Monday, March tenth.
On the eighth it snowed hard all day and both of us worked at our trade indoors. The ninth dawned fresh and clear and cold. It was too windy to go out onto the bay as we had intended, so, not to be entirely cheated out of an excursion, we packed a bag of various supplies and set off for the ridge to the eastward.
It was glorious in the woods. New fallen snow lay upon the tree branches; the sun touched only the tallest tops, the wind rustled them now and then and made it snow again below. We came out upon the summit of the ridge more to the north than we had ever been before and from there beheld again the open sea. Nothing can be more wonderful than to emerge from the dense forest onto such a view! Right on the ridge we built a fire beneath the arched roots of a large tree. Rockwell will long remember that wonderful chimney beneath the roots. I painted on one of the canvases I had brought while Rockwell played about or cut wood for the fire. Presently the can of beans that we’d laid in the ashes went pop!—and we knew that dinner was ready. So we sat down and ate the good beans, bread and peanut butter, and chocolate,—while our backs sizzled and our bellies froze. But we loved it and Rockwell proposed that we spend three or four days there like that. Then after more painting and some play in the snow we came home again.

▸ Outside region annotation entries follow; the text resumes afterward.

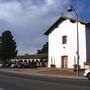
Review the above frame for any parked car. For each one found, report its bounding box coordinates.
[83,69,90,80]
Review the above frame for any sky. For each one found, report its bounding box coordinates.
[0,0,90,55]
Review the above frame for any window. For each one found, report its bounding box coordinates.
[62,36,67,44]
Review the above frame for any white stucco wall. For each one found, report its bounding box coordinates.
[48,20,86,68]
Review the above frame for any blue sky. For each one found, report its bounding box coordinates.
[0,0,90,54]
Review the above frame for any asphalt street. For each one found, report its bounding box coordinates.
[0,72,90,90]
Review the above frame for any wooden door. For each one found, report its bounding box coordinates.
[61,56,68,69]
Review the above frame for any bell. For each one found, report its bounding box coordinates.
[67,5,73,12]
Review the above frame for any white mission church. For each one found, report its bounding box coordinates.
[44,16,90,69]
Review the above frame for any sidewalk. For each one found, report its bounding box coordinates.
[0,68,86,79]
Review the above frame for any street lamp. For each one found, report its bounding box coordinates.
[67,5,79,77]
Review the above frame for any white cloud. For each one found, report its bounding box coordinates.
[0,0,72,53]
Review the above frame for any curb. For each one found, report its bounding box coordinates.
[0,69,87,79]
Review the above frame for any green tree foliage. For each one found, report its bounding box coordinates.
[0,31,17,63]
[37,42,48,54]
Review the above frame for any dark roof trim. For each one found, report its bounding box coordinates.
[44,16,88,35]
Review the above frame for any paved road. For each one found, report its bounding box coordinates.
[0,72,90,90]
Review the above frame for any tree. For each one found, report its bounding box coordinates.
[0,31,17,63]
[37,42,48,54]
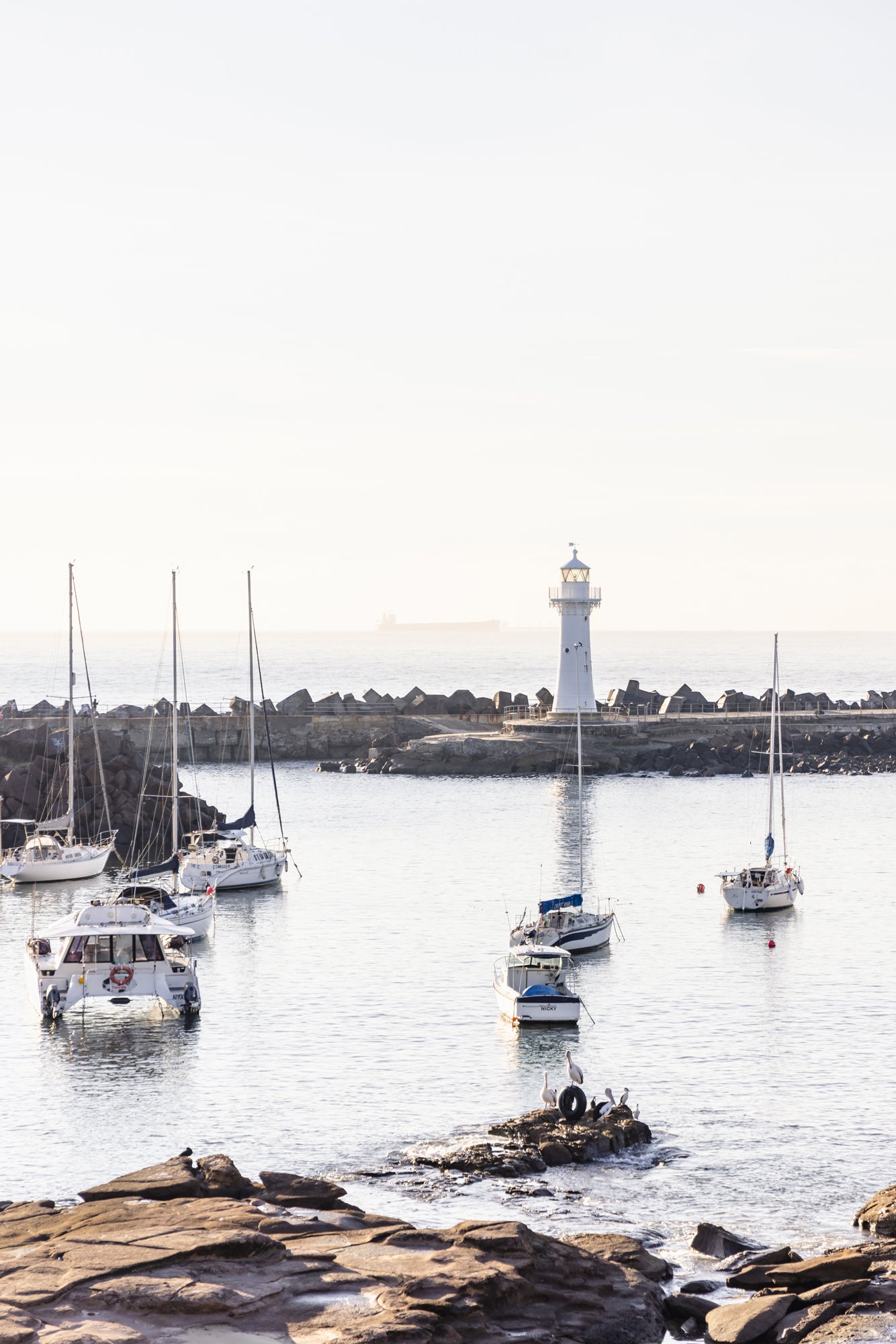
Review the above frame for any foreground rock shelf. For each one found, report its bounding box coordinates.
[0,1156,896,1344]
[0,1154,668,1344]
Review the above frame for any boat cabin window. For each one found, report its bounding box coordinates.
[66,933,165,966]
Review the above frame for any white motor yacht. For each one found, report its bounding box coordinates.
[0,564,116,882]
[716,634,805,913]
[494,943,582,1027]
[510,644,617,952]
[180,571,289,891]
[26,900,201,1019]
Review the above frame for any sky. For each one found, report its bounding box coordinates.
[0,0,896,632]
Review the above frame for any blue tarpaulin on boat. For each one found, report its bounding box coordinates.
[539,892,582,915]
[126,855,180,882]
[218,808,255,832]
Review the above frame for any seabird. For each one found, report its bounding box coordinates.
[567,1050,584,1086]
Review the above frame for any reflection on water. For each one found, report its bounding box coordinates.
[0,763,896,1269]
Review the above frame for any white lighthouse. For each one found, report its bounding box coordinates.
[548,542,600,715]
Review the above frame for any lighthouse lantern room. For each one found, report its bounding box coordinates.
[548,542,600,718]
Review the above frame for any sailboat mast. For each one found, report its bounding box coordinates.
[246,570,255,844]
[775,636,787,859]
[171,570,180,855]
[575,644,583,895]
[67,562,75,844]
[766,634,778,864]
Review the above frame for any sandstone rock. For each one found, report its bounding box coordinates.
[562,1232,672,1279]
[853,1185,896,1236]
[707,1293,795,1344]
[775,1302,846,1344]
[662,1293,719,1321]
[690,1223,760,1259]
[258,1172,345,1210]
[79,1157,203,1200]
[767,1250,870,1290]
[196,1153,255,1199]
[797,1278,870,1306]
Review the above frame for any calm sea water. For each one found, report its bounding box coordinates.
[0,629,896,708]
[0,753,896,1266]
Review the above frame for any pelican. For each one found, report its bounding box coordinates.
[567,1050,584,1085]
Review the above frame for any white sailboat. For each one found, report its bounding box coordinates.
[0,564,116,882]
[180,571,289,891]
[716,634,803,911]
[111,570,215,938]
[510,644,615,953]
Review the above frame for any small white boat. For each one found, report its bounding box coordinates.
[494,943,582,1027]
[111,882,215,942]
[180,571,289,891]
[26,900,201,1019]
[716,634,805,913]
[180,829,286,891]
[0,564,116,882]
[0,833,114,882]
[510,644,617,953]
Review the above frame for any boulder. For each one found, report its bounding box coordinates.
[693,1226,762,1259]
[853,1185,896,1236]
[707,1293,797,1344]
[662,1293,719,1321]
[767,1250,872,1290]
[258,1172,345,1208]
[79,1157,204,1202]
[775,1302,846,1344]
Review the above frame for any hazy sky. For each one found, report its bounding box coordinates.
[0,0,896,629]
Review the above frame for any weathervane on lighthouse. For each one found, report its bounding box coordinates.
[548,542,600,718]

But the beautiful days must be busy ones for me. I painted out on the lake for an hour or more; after that again-this time the glorious sunset. After supper bread to bake and then, tired out, early to sleep in our great, hard, comfortable bed. Olson would have started to-day had the weather been moderate. But it has blown fiercely from the north—and still it blows. All day I worked packing and now my boxes are made and nearly filled. It is surely true that we are going! All day it has seemed to me to be fall. We had thought of that before during these recent days. We scent it and feel it. I believe that it’s the end of a real summer in our lives that we taste the sadness of.